To investigate whether activation of RhoA/Rho kinase (ROCK) is involved in myocardial fibrosis in diabetic hearts.

A rat model of type 2 diabetes was established using high fat diet combined with streptozotocin (30 mg/kg, ip). Animals were randomly divided into 3 groups: control rats, untreated diabetic rats that received vehicle and treated diabetic rats that received Rho-kinase inhibitor fasudil hydrochloride hydrate (10 mg·kg(-1)·d(-1), ip, for 14 weeks). Cardiac contractile function was evaluated in vivo. The morphological features of cardiac fibrosis were observed using immunohistochemistry and TEM. The mRNA expression of JNK, TGFβ1, type-I, and type-III procollagen was assessed with RT-PCR. The phosphorylation of MYPT1, JNK and Smad2/3, as well as the protein levels of TGFβ1 and c-Jun, were evaluated using Western blotting.
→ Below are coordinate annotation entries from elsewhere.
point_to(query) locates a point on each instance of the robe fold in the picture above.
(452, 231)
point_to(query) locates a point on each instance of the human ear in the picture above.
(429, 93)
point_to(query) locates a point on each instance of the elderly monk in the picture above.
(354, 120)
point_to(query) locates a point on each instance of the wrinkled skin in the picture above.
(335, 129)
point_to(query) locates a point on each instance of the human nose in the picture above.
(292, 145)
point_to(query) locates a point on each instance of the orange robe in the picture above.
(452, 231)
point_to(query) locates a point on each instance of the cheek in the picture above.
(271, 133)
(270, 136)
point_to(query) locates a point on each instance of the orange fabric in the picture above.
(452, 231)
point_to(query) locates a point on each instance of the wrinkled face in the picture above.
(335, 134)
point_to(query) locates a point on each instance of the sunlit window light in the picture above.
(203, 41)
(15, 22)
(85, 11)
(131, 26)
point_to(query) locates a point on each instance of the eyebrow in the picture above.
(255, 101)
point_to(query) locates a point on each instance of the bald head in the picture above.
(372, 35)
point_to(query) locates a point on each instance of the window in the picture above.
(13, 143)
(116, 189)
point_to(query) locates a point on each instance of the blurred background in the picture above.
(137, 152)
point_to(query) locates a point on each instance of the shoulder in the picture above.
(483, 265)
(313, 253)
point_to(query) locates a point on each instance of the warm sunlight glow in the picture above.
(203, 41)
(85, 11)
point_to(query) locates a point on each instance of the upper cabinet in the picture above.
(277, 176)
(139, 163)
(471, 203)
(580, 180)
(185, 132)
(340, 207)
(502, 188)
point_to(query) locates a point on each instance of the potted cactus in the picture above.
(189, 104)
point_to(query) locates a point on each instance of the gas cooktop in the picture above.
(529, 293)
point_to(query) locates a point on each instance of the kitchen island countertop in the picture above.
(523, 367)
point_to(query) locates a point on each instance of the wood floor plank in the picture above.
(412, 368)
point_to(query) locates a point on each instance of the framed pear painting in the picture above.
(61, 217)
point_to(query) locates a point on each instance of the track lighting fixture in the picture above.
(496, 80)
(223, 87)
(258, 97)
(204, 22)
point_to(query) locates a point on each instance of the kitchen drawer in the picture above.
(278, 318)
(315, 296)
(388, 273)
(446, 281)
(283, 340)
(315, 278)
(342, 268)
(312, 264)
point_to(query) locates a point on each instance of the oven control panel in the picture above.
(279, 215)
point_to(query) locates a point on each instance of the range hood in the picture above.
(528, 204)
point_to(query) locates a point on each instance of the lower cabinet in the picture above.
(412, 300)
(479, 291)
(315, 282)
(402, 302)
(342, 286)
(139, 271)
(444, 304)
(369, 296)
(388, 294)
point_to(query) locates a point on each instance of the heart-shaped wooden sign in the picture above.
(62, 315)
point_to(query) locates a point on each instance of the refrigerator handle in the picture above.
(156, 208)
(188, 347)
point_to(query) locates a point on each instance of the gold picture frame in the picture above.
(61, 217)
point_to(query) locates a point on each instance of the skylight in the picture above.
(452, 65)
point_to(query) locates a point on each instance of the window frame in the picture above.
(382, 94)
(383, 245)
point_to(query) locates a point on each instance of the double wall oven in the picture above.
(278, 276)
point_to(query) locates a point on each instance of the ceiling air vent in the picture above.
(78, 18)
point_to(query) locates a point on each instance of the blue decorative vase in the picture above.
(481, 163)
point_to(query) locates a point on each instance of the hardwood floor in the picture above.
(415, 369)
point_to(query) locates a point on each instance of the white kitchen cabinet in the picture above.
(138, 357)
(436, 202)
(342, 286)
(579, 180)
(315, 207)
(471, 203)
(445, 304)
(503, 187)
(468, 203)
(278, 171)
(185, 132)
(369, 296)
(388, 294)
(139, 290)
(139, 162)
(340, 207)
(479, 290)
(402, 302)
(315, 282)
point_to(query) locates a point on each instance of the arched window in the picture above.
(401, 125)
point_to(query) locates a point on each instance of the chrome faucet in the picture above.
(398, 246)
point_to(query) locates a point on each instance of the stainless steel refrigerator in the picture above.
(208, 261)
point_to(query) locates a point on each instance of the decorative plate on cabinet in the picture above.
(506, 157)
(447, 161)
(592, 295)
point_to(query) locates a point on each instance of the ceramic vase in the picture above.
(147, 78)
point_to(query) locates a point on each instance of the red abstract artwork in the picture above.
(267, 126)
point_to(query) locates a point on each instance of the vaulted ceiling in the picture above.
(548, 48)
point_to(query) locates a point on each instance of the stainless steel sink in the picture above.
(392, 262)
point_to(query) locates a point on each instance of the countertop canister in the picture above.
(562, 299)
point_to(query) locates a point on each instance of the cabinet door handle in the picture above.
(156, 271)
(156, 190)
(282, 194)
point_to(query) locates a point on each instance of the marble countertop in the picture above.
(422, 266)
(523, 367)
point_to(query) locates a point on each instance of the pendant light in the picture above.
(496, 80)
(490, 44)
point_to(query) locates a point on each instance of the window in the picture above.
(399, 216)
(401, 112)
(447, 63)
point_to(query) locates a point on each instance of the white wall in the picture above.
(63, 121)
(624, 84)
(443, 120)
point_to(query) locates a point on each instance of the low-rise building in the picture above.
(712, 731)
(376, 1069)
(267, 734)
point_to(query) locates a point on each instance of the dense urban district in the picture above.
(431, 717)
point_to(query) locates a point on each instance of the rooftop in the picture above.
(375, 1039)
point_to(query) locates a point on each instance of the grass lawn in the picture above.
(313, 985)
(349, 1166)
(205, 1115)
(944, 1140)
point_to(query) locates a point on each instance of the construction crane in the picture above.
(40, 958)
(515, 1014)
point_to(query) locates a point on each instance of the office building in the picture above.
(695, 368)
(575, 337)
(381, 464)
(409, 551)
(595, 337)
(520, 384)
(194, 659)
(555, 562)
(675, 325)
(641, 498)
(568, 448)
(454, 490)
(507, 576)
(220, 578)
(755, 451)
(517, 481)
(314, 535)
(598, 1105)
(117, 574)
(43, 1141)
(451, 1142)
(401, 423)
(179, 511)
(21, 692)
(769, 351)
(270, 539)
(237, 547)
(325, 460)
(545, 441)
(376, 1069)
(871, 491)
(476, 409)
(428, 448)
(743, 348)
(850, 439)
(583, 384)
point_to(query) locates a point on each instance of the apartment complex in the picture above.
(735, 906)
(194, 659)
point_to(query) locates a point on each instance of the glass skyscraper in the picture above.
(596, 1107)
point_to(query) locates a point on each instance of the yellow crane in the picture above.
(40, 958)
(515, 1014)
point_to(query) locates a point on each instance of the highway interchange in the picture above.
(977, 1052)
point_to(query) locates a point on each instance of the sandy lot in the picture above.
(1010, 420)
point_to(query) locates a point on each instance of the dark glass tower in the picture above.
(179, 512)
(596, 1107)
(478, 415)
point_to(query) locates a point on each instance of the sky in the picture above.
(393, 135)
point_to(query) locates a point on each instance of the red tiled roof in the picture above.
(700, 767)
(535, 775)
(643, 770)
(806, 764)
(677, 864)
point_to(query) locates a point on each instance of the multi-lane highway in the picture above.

In untreated diabetic rats, myocardial fibrosis was developed and the heart contractility was significantly reduced as compared to the control rats. In the hearts of untreated diabetic rats, the mRNA expression level and activity of JNK were upregulated; the expression of TGFβ1 and phosphorylation of Smad2/3 were increased. In the hearts of treated diabetic rat, activation of JNK and TGFβ/Smad was significantly decreased, myocardial fibrosis was reduced, and cardiac contractile function improved.

The data suggest that fasudil hydrochloride hydrate ameliorates myocardial fibrosis in rats with type 2 diabetes at least in part through inhibiting the JNK and TGFβ/Smad pathways. Inhibition of RhoA/ROCK may be a novel therapeutic target for prevention of diabetic cardiomyopathy.